4. What is the revision cycle for NAPCS?
NAPCS will be reviewed for revision every five years.
5. What is a reference classification?
NAPCS serves as a reference classification. For further details, the paper “Grading Criteria for International Statistical Classifications” describes reference classifications.
6. What is the relationship between NAPCS and NAICS?
NAPCS, a product classification system, and NAICS, an industry classification system, are independent but complementary.

A product produced by multiple industries carries the same title, definition, and code in NAPCS, regardless of its industries of origin.

Products can be linked to the industries that produce them, and industries can be linked to the products they produce.

7. How does NAPCS improve economic measurement and analysis?
NAPCS provides a comprehensive list of products adopted by the U.S., Canada, and Mexico and will be incrementally implemented into economic statistics programs.

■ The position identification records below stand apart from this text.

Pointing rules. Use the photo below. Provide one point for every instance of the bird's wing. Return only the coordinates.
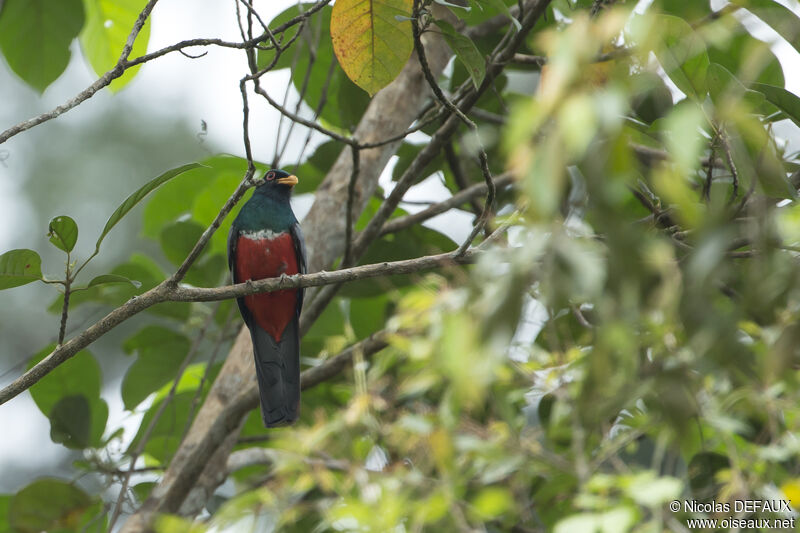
(300, 251)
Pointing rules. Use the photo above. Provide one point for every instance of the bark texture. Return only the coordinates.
(390, 113)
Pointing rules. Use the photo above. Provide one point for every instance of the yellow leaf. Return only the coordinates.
(372, 40)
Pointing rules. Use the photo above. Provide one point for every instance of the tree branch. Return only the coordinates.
(170, 498)
(166, 292)
(87, 93)
(124, 64)
(479, 189)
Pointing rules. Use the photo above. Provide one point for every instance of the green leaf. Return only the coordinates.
(19, 267)
(63, 233)
(721, 83)
(492, 502)
(142, 490)
(47, 505)
(330, 324)
(166, 434)
(311, 173)
(5, 502)
(160, 352)
(178, 239)
(782, 19)
(371, 44)
(200, 192)
(465, 51)
(368, 315)
(35, 36)
(139, 267)
(784, 100)
(747, 57)
(70, 422)
(105, 279)
(131, 201)
(684, 55)
(108, 25)
(79, 376)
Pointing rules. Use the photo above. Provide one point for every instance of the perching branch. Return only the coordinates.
(470, 193)
(170, 499)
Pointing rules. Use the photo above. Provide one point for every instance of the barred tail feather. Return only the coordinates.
(278, 373)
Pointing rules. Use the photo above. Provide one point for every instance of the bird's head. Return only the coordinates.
(277, 183)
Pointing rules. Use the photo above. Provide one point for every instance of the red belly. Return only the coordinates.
(268, 258)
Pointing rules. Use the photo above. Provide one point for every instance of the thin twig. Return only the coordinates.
(351, 193)
(137, 452)
(464, 196)
(437, 91)
(124, 64)
(103, 81)
(168, 292)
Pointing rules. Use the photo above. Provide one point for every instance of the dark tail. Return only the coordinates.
(278, 373)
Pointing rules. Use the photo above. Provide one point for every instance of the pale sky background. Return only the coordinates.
(192, 90)
(172, 86)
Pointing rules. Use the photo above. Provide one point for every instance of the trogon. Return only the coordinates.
(265, 242)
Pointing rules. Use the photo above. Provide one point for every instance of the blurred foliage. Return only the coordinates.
(634, 342)
(35, 36)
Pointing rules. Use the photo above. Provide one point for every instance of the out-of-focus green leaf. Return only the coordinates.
(63, 233)
(35, 36)
(683, 56)
(311, 173)
(160, 352)
(368, 315)
(47, 505)
(70, 421)
(372, 40)
(78, 376)
(131, 201)
(703, 470)
(5, 501)
(142, 490)
(492, 502)
(465, 51)
(652, 97)
(328, 328)
(178, 239)
(782, 19)
(147, 275)
(747, 57)
(784, 100)
(166, 435)
(19, 267)
(689, 10)
(108, 25)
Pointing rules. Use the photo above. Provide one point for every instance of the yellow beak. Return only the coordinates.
(291, 181)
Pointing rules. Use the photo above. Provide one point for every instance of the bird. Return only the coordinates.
(265, 241)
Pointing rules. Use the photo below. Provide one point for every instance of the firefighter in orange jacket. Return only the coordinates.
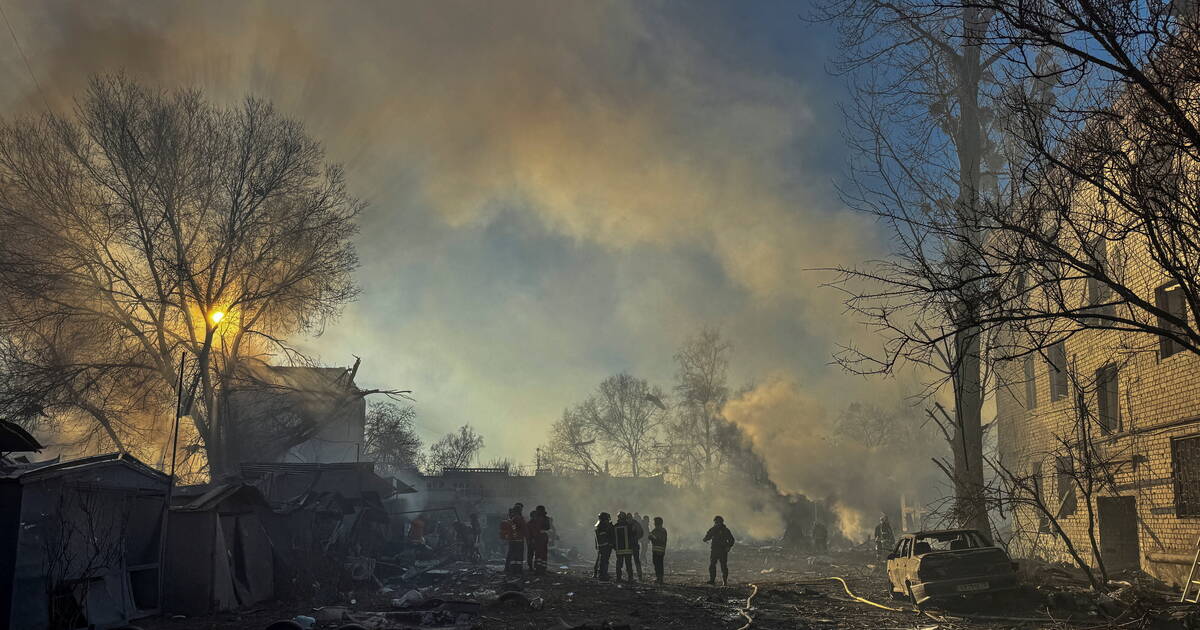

These detailed product data will provide policymakers and the business community with the information needed to understand our ever-changing economies.

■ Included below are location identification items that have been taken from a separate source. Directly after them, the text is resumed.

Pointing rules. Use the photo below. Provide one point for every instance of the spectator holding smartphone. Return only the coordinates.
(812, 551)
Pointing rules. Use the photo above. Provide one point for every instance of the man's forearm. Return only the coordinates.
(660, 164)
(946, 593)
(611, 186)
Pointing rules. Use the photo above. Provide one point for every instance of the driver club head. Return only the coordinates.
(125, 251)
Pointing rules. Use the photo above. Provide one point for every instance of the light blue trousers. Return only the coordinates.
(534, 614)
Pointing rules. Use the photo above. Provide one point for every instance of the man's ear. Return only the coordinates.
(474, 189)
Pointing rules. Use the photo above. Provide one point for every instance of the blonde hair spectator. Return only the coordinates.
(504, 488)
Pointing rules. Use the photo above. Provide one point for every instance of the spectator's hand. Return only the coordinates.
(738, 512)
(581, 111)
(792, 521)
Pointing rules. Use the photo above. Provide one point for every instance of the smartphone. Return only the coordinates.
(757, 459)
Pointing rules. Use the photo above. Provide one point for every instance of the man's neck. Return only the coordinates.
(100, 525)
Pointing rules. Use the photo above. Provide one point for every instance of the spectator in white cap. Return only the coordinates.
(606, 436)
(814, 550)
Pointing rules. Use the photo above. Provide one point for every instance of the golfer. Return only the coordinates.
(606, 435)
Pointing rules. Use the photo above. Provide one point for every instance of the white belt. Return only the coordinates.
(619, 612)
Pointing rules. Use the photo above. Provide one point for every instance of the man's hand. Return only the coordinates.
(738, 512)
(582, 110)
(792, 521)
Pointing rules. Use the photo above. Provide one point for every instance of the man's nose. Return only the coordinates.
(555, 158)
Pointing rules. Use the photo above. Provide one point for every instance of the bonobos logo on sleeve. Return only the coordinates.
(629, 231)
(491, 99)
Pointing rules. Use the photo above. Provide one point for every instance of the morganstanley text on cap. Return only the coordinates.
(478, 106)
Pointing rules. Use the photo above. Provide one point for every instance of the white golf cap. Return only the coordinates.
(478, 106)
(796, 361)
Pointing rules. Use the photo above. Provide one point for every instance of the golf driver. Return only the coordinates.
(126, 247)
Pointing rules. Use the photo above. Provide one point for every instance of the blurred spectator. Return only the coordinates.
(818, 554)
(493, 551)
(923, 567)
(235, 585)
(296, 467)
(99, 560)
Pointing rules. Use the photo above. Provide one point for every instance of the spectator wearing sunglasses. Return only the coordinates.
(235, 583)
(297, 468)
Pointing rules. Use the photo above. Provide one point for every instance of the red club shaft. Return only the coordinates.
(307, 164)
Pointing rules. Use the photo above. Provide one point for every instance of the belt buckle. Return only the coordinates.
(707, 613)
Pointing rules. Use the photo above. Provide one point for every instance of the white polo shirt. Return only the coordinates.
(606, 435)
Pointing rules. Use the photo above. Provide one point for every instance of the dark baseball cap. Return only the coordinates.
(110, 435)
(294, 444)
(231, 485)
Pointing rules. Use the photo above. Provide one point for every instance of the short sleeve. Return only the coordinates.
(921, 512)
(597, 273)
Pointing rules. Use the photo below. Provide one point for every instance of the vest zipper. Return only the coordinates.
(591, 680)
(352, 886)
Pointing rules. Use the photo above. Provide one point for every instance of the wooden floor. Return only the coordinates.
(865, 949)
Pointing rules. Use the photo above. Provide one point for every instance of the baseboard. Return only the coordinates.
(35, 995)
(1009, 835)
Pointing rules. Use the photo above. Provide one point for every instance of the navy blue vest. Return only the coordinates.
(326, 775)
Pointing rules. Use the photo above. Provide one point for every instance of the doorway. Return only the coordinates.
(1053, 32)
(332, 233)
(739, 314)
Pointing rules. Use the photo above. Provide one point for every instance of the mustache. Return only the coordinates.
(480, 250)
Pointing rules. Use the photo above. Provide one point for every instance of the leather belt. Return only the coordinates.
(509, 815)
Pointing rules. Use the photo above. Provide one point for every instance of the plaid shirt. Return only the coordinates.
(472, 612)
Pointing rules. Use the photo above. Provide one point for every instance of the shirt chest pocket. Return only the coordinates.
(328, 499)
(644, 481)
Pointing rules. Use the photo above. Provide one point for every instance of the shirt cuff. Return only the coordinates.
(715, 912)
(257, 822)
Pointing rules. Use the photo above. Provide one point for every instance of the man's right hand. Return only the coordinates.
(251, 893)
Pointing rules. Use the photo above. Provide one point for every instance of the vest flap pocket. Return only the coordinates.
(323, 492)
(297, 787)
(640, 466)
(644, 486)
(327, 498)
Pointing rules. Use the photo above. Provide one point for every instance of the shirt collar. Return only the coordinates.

NAPCS enables the collection and tabulation of the source data needed to improve key economic measures of growth, prices, and productivity, and comparisons of these measures to international trade data.

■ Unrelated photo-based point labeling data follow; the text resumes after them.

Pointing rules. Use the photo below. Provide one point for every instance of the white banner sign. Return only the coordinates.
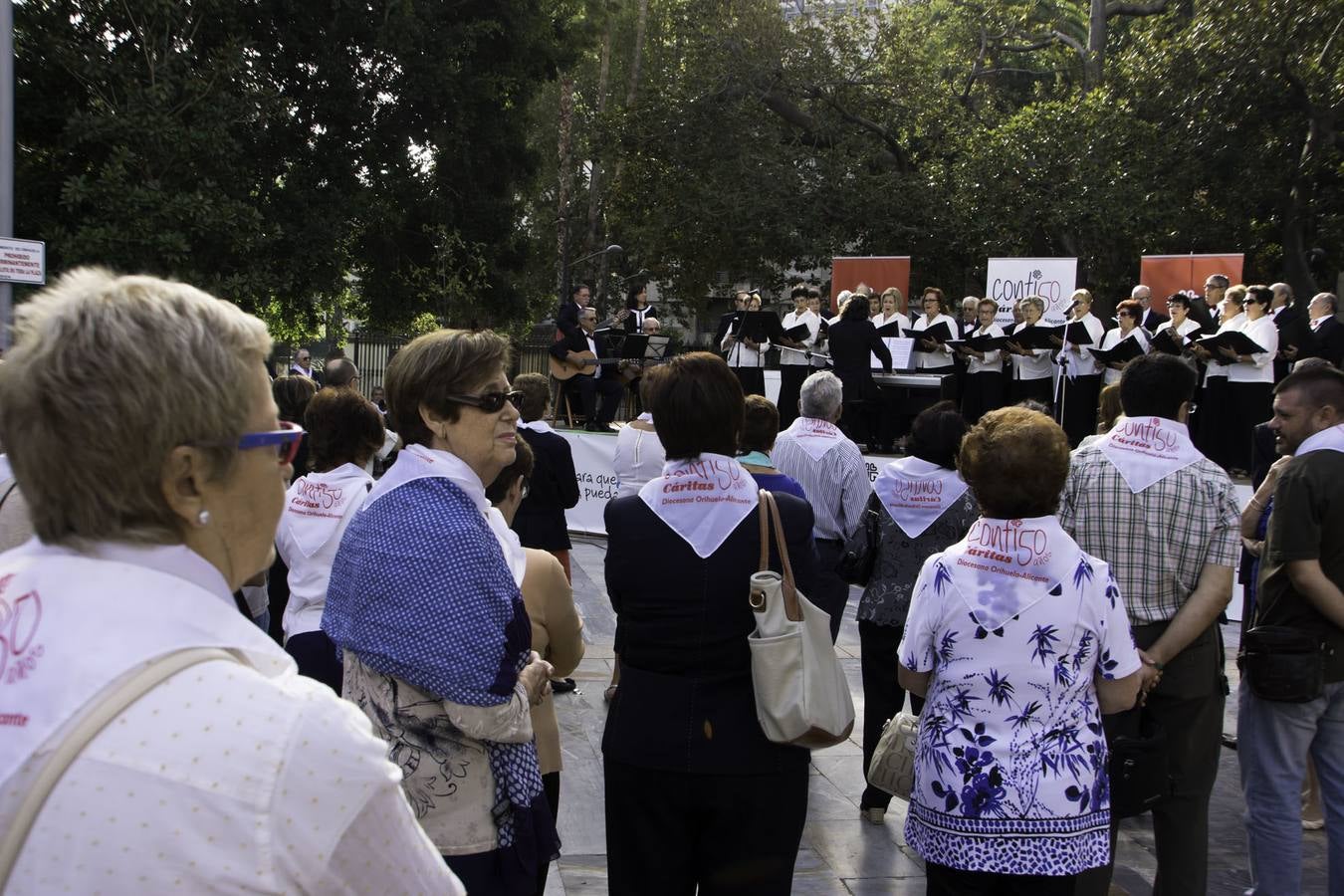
(1009, 280)
(593, 468)
(23, 261)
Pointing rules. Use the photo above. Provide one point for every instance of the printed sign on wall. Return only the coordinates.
(1009, 280)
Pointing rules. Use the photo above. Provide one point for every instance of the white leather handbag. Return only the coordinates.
(801, 693)
(893, 768)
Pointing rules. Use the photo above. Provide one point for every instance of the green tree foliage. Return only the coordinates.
(953, 130)
(279, 152)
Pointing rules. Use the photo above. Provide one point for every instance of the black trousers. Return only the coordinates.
(983, 392)
(1248, 404)
(669, 831)
(1189, 704)
(552, 787)
(883, 696)
(1213, 422)
(1077, 406)
(609, 388)
(752, 379)
(316, 657)
(790, 387)
(829, 591)
(943, 880)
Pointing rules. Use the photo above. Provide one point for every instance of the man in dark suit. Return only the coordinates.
(567, 316)
(1327, 338)
(1292, 326)
(1151, 320)
(553, 488)
(853, 338)
(603, 379)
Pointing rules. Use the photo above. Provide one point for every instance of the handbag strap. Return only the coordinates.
(769, 516)
(107, 706)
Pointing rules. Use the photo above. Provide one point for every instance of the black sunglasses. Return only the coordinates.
(491, 402)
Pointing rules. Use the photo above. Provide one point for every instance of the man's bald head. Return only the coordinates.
(340, 373)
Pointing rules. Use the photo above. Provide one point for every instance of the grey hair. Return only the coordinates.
(821, 395)
(111, 373)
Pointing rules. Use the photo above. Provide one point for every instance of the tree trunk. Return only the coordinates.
(1094, 61)
(594, 152)
(561, 192)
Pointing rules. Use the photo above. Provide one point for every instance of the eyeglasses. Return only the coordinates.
(285, 441)
(491, 402)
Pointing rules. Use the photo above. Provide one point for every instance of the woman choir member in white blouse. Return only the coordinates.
(1128, 315)
(1250, 377)
(984, 369)
(150, 507)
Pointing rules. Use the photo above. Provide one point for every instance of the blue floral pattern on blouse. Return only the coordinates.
(1010, 766)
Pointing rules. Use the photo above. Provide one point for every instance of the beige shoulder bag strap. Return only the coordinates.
(107, 706)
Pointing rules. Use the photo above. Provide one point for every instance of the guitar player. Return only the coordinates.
(597, 379)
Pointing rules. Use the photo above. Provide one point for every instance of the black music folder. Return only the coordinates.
(1168, 341)
(1072, 334)
(1124, 350)
(938, 332)
(1235, 340)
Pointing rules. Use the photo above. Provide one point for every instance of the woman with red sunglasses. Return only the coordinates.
(184, 749)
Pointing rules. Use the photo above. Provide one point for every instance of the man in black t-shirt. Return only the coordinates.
(1301, 587)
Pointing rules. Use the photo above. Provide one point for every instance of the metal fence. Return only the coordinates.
(371, 352)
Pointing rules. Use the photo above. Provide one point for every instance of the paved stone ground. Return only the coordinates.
(841, 853)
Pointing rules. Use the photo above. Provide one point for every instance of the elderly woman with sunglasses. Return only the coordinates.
(149, 510)
(425, 602)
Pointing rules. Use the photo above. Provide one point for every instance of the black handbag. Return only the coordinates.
(860, 551)
(1139, 773)
(1282, 664)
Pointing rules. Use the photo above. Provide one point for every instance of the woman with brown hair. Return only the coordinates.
(425, 603)
(1017, 641)
(695, 792)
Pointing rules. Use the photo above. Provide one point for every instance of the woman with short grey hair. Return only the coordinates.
(150, 507)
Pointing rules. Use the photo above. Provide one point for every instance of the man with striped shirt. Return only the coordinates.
(832, 473)
(1166, 519)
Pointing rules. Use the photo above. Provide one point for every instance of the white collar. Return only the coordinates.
(917, 492)
(814, 435)
(1003, 567)
(702, 500)
(1331, 439)
(1148, 449)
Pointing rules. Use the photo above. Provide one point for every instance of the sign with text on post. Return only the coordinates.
(1009, 280)
(23, 261)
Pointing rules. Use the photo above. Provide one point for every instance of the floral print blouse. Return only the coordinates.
(1010, 766)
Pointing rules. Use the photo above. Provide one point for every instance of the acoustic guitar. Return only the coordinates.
(586, 365)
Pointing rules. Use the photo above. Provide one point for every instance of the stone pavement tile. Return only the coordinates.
(583, 875)
(844, 772)
(884, 885)
(857, 849)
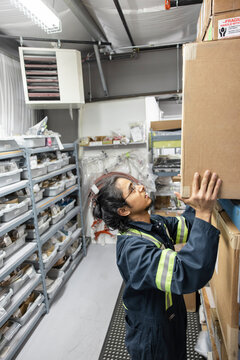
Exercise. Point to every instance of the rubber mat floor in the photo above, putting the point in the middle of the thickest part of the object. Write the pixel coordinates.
(114, 347)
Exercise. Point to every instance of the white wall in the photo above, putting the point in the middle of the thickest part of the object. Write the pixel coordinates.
(100, 118)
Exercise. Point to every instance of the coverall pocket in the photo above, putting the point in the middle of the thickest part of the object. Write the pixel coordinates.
(136, 341)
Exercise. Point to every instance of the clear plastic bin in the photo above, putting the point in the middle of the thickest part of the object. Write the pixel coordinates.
(20, 278)
(11, 213)
(7, 335)
(26, 316)
(69, 206)
(2, 256)
(12, 248)
(54, 190)
(65, 161)
(58, 279)
(5, 297)
(54, 165)
(76, 252)
(31, 141)
(40, 170)
(57, 217)
(10, 177)
(70, 182)
(31, 233)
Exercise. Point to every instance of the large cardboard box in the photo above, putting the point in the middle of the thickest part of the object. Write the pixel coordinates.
(224, 283)
(211, 108)
(223, 26)
(224, 5)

NAPCS allows consistent reporting of output and standardized concordances to international trade classifications, to improve comparisons of output and international trade data.

NAPCS provides useful information to industry analysts to estimate market share for their firm or to investigate the growth of demand for the products of their firm with (a) those for the industry as a whole or (b) those that compete with or are closely associated with the products produced by the firm.

8. Why did NAPCS initially focus on service industries?
In the early development of NAPCS, service industries accounted for almost 70% of economic activity, over 85 million employees, and a disproportionate share of economic growth, yet there remained a significant imbalance in the information available on service industries, the fastest growing segment of the New Economy, compared with the wealth of information available for manufacturing industries.

If left unaddressed, economic policymakers would be increasingly misinformed and misdirected about changes in the real economy, related to rates and sources of growth in output, prices, productivity, and trade. Moreover, services product information is critical to understanding some of the most hi-tech, dynamic, and rapidly growing areas of the service economy — information, communication, computer services, business services, and health.

9. What role did industry experts play in developing NAPCS?
Input from industry experts provided essential guidance on a variety of issues including:

  • the development of well-identified and well-defined lists of final products produced by the industry;
  • the organization of the detailed products into groupings and aggregations that are meaningful to the industry; and
  • the assurance that the products identified in the lists are collectible in terms of the reporting units and recording practices of the industry.
10. How can I comment on NAPCS?
Comments on NAPCS can be provided via email to [email protected]. All comments will be reviewed and considered over time as the system is reviewed for future revisions and as statistical programs move forward to implement NAPCS.

NAPCS Structure:

The 2017 NAPCS structure is a six-level hierarchical structure consisting of 24 sections, 61 subsections, 172 divisions, 276 groups, 497 subgroups, and 1,167 trilateral products.

At this time, NAPCS is a reference classification system for beta testing by U.S. statistical programs as deemed appropriate.